Most founders know they should hire a virtual assistant — but the moment they start exploring it, the questions pile up fast.
What do you look for?
What should they work on first?
How do you give feedback without micromanaging?
How do you know if they’re actually delivering ROI?
To help founders get real answers, ChatGPT “interviewed” Lean Lai Lacaba with the exact questions business owners ask before hiring an EA. The conversation was raw, unscripted, and brutally honest — and what came out of it is a clear roadmap for hiring the right assistant and making them successful from day one.
Here’s the breakdown.
What to Look for Before You Hire
1. Values > Experience
Founders often obsess over years of experience, but the real question is:
Can you actually work well together?
A great assistant shares your values around:
- Communication style
- Feedback expectations
- Pace and rhythm of work
- Boundaries and updates
- Professional preferences
An assistant can learn tools. They can’t learn compatibility.
And because you’ll collaborate daily, alignment comes before skill.
The First Week: Set Them Up for Success
2. Start With “Data Absorption” Tasks
New assistants shouldn’t touch high-impact tasks on day one.
Their first week should focus on observing your business, not changing it.
Best onboarding tasks:
- Email management (to see how your world works)
- File / drive organization
- Reviewing client communication
- Basic data cleanup
This helps them understand patterns, decision-making, and context — without breaking anything.
How to Give Feedback (and Avoid Pain Later)
3. Fast Feedback = Faster Progress
The biggest hiring mistake founders make?
Waiting too long to correct something.
In the first 30–90 days:
- Give one-minute praises when they get things right
- Give one-minute redirects when something is off
- Always separate “the task” from “the person”
- Stay specific, not emotional
If you delay feedback, the assistant assumes everything is fine — and misalignment compounds.
A Simple Delegation Framework: The WOW Method
Delegation fails when instructions are vague.

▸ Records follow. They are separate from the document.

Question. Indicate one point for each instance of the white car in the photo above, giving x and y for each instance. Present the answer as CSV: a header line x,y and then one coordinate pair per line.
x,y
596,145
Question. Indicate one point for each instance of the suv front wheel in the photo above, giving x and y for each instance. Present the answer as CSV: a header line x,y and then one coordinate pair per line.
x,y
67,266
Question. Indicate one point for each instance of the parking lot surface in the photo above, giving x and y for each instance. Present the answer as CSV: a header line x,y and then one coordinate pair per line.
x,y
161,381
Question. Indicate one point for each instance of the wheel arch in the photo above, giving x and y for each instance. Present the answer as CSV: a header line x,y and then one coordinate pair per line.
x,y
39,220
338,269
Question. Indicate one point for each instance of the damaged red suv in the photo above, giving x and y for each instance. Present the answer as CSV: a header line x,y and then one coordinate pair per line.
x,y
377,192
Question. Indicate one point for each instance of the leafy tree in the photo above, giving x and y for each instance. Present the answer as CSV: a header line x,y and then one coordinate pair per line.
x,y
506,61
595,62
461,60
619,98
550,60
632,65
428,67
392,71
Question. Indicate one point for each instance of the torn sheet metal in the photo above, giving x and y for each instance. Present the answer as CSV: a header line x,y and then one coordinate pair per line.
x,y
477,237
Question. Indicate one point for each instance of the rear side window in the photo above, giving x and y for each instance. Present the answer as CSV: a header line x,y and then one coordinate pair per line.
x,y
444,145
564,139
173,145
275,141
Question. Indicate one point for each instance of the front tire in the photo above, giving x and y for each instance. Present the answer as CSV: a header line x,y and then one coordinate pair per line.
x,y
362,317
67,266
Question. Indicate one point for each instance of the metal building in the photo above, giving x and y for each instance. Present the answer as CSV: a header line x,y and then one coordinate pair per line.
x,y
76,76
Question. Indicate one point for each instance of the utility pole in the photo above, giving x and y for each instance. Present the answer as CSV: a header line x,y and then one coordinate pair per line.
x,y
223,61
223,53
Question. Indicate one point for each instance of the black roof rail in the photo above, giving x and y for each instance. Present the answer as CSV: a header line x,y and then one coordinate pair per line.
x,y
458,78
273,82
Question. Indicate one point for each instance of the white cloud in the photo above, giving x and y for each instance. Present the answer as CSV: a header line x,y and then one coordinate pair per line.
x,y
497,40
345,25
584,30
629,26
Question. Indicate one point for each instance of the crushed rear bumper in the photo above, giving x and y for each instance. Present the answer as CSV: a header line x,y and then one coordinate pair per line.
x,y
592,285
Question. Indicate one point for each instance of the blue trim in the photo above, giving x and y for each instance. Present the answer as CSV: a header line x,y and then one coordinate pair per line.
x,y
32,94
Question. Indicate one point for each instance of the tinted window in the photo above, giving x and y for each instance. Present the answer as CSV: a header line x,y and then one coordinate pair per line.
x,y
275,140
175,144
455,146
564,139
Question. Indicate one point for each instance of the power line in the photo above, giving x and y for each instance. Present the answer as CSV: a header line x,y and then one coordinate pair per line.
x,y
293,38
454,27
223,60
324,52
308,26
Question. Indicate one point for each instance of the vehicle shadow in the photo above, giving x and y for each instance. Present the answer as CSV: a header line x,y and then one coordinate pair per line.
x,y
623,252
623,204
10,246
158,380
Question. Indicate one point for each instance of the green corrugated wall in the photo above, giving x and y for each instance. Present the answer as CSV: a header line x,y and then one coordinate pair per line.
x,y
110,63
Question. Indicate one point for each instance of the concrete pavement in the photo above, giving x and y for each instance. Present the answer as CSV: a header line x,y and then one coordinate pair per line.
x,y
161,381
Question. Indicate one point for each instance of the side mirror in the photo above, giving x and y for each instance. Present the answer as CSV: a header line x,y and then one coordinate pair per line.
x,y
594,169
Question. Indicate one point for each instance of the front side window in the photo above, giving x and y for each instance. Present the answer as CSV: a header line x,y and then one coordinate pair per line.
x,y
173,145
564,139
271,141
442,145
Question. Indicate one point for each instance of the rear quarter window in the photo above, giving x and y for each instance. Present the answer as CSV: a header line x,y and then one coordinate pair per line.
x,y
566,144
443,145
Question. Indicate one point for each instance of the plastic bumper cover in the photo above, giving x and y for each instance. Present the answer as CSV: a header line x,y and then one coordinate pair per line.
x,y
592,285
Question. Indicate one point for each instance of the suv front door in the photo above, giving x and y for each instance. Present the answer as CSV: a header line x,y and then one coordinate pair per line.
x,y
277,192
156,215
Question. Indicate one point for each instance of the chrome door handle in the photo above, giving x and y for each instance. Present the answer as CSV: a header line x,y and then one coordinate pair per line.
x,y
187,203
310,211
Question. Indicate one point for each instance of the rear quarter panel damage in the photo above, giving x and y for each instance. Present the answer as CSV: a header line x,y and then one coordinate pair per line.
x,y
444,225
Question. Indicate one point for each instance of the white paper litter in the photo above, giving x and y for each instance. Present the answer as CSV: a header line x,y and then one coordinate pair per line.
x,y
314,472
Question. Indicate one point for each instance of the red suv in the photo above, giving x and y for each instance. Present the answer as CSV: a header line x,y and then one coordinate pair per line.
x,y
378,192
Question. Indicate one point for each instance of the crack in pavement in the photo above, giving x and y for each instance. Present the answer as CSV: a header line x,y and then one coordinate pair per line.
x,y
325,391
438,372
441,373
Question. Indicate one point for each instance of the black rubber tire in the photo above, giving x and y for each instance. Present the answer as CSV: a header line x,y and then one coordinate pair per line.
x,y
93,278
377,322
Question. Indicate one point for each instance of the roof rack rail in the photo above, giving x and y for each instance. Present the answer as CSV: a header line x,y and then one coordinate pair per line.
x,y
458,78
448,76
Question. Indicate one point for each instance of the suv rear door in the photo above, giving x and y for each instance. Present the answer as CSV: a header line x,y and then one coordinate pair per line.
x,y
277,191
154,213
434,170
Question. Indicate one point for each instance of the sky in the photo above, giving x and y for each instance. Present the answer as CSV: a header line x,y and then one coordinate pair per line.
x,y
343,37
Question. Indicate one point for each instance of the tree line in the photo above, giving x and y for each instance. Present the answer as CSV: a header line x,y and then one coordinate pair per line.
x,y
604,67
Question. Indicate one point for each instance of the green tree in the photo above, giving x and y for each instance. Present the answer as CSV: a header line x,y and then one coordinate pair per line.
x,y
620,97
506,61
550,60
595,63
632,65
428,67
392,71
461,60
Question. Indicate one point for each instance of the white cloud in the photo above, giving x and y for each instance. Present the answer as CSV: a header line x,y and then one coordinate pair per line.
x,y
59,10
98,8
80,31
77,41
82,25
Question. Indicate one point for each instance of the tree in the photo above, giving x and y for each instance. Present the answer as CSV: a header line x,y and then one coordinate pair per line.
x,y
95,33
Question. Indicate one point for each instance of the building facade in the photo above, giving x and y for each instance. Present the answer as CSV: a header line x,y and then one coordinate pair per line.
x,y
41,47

That’s why 2xYou teaches the WOW Method:
W — Why
Why does this task matter? Where does it fit into the bigger picture?
O — Outcome
What should the output look like?
Excel? PDF? A draft email? A report?
W — Who/What
What resources do they need? Who should they notify or update?
If your assistant doesn’t understand the WHY, WHAT, and WHO — you’ll never get the outcome you want.
What to Delegate First
Choose tasks that are:
- Recurring (daily/weekly/monthly)
- System-driven (clear procedure)
- Low-risk
- Time-consuming but predictable
Examples:
- Inbox management
- Calendar prep & scheduling
- Reports
- Post-meeting summaries
- Proposal creation
- Content uploads
- Admin routines
These tasks build trust, rhythm, and confidence — fast.
How to Measure ROI After 90 Days
Before hiring, set expectations around:
- KPIs
- Milestones
- Weekly priorities
- Monthly progress reviews
Then measure:
- What tasks are now off your plate
- How much time you’ve regained
- Accuracy and consistency
- Output quality
- Speed of learning and retention
- Stress reduction (yes, this matters)
If nothing is changing after 90 days, it’s a sign something is misaligned — expectations, clarity, or fit.
When to Walk Away
Founders often stay “too nice” for too long.
But hiring is a long-term relationship, not a charity project.
If you:
- Repeat the same feedback for months
- Feel more stressed, not less
- Constantly re-do the work
- See no improvement or initiative
- Realize the values aren’t aligned
…it may be time to exit gracefully and start fresh.
How ChatGPT Fits Into This
During the interview, ChatGPT showed exactly what founders can do today:
- Get clarity on hiring
- Draft SOPs
- Turn Q&As into content
- Prep onboarding docs
- Create task lists
- Train a VA faster
AI won’t replace assistants.
But it absolutely makes onboarding easier, documentation faster, and delegation smoother.
Final Thoughts
Hiring a virtual assistant isn’t just about outsourcing tasks — it’s about building a partnership that supports growth, reduces overwhelm, and frees you from doing everything alone.
The right assistant becomes a multiplier.
The wrong assistant becomes another job.
If you’re a founder ready to scale, the difference comes down to clarity, feedback, structure, and alignment.